Since New Years eve however, I noticed a certain change. It so happened that I drank a glass to many that evening, causing me to have to pass of going into town after midnight. However, my girl still wanted to have fun, and I didnt want to deny that. So she went with some friends of mine (all male, including my best friend) into town, only to return 9 am the following morning. Since then several times we've been going out the three of us (gf, best friend and me), and I have been going home early (between 1 and 3 am), because I was exhausted. She several times stayed with my best friend and returned when it was already dawn. Since then I noticed an increasing bond between those 2. They started going out now and then without me (as friends), started chatting alot on Facebook, and when we were all out together they would take plenty smoking breaks outside which lasted half an hour or something. I tried to tell myself it was just friends having a talk, and she needed someone to talk to except her boyfriend.
Alas I was wrong, and finally this weekend the (A-)bomb dropped and my worst fears, unthinkable as they were, turned to be very real indeed. Sunday morning, after another night alone in the town, my gf came back and told me she was leaving and was in love with someone else. I immediately knew who ofcourse. She started then to pack her bags and tried to leave. However I panicked, locked the door and said she couldnt leave. I was reasoning that she had nowhere to go, and I couldnt let her wander and sleep on the streets. I probably went wrong there, but I did not know what to do. Later my best friend came by and started 'explaining'. He confirmed he also had feelings for her. When I asked him whether he was gonna ignore those feelings (as I said a best friend is supposed to do in this scenario), he couldnt say yes to that. He only said he wouldnt 'act' on them right now, but couldnt say he was always gonna ignore them... even though my raging reactions clearly gave the message that I was of course NOT OK with that.
In the end she left the house, because she said she couldnt stay here with me. She said she doesnt love me anymore, that she's unhappy. I retorted that she was unhappy because of her situation, and her joblessness, and not because she lost feelings for me and got 'feelings' for some best friend who happens to be a better 'talker' than I am. However, she left with him, to stay at the house he's renting with some friends. Because she didnt have anywhere else to go. My friend did assure me that he wouldnt touch her, and would give her a chance to come back. I of course know better than to consider that a real assurance. I felt betrayed, deeply betrayed by my best friend. He said he didnt agree with my position that you cant date your best friends 'ex' (which she isnt yet in my opinion).

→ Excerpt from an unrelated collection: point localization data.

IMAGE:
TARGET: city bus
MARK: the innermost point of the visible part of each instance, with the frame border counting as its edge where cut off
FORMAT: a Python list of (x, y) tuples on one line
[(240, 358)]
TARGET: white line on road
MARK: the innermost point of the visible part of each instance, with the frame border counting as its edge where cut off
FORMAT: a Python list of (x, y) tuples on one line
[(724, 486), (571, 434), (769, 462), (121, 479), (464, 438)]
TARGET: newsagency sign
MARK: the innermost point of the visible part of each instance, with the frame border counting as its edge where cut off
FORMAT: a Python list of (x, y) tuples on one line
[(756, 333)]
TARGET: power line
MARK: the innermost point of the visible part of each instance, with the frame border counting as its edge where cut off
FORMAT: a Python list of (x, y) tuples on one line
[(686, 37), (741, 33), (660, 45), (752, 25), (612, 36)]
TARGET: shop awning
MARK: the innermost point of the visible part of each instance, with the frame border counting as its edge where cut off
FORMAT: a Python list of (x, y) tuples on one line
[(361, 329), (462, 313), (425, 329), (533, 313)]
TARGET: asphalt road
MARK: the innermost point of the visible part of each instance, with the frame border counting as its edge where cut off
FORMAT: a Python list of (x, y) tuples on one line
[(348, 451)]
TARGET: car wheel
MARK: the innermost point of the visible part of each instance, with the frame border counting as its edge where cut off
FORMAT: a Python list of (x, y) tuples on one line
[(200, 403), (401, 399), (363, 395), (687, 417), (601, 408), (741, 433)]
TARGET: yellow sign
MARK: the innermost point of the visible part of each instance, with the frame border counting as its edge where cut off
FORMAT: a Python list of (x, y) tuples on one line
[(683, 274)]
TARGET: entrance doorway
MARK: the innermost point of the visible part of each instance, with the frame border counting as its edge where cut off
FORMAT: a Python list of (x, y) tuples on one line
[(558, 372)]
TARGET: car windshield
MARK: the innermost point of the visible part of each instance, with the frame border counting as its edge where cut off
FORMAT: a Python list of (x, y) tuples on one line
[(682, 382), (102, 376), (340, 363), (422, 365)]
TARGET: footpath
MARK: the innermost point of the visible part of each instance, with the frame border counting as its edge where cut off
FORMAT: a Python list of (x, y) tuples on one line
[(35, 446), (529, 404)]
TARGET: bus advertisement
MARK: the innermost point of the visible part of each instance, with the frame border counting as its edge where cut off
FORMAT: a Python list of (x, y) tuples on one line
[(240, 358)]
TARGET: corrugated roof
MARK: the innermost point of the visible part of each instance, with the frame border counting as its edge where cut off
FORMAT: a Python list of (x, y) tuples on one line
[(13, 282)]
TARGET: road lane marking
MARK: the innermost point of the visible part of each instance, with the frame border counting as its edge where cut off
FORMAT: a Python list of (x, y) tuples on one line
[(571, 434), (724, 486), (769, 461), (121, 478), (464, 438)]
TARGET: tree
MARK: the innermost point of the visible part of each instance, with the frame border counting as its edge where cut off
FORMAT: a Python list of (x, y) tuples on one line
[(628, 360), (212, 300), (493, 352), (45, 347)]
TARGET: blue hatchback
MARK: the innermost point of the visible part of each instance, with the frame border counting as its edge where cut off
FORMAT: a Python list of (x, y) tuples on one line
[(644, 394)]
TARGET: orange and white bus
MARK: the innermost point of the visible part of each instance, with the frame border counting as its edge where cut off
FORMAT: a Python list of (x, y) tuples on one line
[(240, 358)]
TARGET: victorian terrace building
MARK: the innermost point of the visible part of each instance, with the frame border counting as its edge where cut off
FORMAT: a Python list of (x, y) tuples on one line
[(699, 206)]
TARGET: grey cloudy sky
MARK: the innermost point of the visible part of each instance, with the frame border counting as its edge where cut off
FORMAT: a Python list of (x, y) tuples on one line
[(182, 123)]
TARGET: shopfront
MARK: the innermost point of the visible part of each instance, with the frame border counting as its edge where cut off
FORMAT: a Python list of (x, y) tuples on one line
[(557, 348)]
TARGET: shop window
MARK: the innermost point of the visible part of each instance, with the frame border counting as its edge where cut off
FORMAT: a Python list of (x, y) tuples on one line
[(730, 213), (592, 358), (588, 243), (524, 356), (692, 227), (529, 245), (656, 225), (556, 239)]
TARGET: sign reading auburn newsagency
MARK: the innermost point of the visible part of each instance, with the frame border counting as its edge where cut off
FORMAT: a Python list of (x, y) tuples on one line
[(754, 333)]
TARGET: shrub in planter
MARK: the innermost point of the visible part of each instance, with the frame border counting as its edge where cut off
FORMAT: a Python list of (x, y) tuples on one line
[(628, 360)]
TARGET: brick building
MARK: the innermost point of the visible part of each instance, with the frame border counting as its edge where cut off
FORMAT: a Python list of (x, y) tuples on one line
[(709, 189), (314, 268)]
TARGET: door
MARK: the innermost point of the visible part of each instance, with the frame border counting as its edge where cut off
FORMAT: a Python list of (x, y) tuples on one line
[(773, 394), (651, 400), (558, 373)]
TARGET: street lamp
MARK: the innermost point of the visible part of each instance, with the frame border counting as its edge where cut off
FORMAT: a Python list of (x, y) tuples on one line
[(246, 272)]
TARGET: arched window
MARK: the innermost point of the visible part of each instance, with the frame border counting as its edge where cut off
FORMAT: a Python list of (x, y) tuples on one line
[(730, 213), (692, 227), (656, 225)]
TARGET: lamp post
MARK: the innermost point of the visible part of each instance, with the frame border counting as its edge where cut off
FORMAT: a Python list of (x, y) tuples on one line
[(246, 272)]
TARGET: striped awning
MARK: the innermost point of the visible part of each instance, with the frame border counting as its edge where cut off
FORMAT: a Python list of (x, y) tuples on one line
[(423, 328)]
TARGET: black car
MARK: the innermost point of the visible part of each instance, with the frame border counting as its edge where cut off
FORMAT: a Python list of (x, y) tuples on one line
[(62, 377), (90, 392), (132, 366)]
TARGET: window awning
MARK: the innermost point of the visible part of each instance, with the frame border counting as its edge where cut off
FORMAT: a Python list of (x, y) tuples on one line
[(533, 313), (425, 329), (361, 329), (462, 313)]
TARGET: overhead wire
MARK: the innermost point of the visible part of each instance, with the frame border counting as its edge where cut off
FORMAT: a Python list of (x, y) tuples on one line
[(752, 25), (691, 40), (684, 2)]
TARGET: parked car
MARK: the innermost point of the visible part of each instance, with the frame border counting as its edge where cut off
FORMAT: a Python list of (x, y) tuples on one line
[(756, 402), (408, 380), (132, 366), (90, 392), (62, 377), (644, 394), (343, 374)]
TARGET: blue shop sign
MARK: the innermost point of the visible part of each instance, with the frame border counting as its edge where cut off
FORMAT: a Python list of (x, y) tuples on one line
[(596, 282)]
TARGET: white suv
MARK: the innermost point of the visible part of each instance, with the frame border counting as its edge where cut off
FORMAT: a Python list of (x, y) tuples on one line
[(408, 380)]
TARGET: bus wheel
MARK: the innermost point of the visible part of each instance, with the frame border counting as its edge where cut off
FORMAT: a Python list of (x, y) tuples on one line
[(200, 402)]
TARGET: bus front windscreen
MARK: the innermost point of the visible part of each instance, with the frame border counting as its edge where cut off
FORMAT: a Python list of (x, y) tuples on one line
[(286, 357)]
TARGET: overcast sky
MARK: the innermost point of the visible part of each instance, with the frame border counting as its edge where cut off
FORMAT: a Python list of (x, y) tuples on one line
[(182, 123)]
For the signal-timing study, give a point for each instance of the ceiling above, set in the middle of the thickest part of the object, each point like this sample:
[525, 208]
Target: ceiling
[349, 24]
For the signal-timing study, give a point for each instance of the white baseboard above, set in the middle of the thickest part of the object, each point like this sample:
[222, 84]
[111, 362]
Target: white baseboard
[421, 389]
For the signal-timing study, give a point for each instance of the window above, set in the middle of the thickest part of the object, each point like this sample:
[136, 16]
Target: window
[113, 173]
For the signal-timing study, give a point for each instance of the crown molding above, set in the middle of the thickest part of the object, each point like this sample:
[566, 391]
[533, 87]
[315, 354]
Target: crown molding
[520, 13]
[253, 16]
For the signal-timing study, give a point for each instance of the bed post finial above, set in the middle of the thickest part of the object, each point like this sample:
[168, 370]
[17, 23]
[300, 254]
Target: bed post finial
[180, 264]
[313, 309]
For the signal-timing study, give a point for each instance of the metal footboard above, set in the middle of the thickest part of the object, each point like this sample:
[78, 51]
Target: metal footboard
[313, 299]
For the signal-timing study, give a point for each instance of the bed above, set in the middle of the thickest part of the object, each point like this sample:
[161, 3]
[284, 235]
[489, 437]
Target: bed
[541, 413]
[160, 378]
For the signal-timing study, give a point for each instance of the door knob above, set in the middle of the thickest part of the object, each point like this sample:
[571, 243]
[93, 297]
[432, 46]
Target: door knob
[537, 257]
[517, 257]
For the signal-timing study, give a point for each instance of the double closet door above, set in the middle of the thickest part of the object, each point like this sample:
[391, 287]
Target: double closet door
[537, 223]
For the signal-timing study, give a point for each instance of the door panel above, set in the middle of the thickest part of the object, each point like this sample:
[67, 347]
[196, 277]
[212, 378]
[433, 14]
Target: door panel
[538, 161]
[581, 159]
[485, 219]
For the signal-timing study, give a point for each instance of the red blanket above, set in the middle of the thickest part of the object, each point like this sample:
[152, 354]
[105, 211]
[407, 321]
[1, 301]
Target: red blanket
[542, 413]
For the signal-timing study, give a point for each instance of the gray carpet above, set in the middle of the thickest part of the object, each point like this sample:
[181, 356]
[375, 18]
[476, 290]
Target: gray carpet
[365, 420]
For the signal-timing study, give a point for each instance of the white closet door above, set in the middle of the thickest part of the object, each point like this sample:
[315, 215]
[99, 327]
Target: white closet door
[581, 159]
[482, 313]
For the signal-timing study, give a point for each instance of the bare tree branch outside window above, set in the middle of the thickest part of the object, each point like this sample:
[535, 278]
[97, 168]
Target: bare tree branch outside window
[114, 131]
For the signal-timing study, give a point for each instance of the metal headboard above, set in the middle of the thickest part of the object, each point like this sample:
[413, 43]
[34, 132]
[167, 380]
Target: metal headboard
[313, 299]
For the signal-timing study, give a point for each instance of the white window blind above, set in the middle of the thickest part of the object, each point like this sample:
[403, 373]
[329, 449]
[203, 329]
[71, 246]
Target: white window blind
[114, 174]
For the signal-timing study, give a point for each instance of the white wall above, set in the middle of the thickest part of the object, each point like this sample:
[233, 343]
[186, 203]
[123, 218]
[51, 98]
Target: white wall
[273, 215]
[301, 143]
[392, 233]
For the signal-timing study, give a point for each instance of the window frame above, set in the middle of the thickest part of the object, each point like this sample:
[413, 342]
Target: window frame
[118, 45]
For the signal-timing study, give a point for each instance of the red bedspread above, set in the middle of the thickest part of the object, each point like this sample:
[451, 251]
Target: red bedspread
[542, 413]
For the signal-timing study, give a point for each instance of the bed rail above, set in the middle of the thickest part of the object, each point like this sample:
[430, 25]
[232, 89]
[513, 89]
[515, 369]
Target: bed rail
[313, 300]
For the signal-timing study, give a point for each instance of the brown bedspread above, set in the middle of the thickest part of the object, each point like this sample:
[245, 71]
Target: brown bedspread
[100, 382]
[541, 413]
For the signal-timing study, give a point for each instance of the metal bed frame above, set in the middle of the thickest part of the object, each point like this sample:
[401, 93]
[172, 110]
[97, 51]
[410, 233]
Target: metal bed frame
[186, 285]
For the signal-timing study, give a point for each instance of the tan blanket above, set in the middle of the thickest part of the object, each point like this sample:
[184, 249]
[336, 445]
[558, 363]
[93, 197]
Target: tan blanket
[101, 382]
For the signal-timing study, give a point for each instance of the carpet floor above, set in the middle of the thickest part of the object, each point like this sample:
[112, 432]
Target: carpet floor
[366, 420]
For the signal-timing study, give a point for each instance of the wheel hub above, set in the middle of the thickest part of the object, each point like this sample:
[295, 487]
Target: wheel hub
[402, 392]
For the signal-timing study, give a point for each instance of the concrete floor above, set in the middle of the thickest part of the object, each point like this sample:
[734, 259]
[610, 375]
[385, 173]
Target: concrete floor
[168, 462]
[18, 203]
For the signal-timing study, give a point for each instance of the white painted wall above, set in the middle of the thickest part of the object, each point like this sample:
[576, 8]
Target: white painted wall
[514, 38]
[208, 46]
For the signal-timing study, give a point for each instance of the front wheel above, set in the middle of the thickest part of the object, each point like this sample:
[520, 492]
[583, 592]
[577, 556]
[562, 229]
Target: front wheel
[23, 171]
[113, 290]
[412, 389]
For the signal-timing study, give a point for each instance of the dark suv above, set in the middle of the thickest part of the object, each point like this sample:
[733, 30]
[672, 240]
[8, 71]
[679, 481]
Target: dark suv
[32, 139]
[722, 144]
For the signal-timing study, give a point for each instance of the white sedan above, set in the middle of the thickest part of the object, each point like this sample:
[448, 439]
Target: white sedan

Yes, things have not been going great lately. We've had several conversations lately about how she feels unhappy, and she thinks she lost feelings for me. But lately I also noticed I managed to change some serious flaws about my character in a positive way. I was trying so hard Yes, I didnt want to do stuff or go out, while she did manage to do things with my friend. But I was changing all that
Anyway, that about tells the story in a nutshell. Basically she's over there now, and I hear little from her. I send her a few texts now and then, to let her know that I still think about her. Yesterday I had a rage on the telephone where I yelled that her that she was making a huge mistake, that her feelings are not real, that she's confused. I don't know what to do. Maybe I would be a bit more at ease if she would be at a neutral party's home, or if this would be a 'normal' breakup, without a third party in the first place. But now its double shit. I cant communicate with her, but he can talk to her all he wants. An unfair competition indeed I would say. So I don't really know how to handle this. She surely feels it's 'so much better' with him, because she feels she can talk to him, even though she can always talk to me too. I feel she's naive and blind. But I want her back.
If this would be final, I would have lost my girlfriend, my best friend, the ability to go into town, to my favorite bar, because they will be there. The ability to hang out with my other friends, because theyre from the same friends circle, and its not like they would distance themselves just cos my best friend is a ****ing lying backstabbing betraying asshole.
So any help or feedback is welcome. Thank you.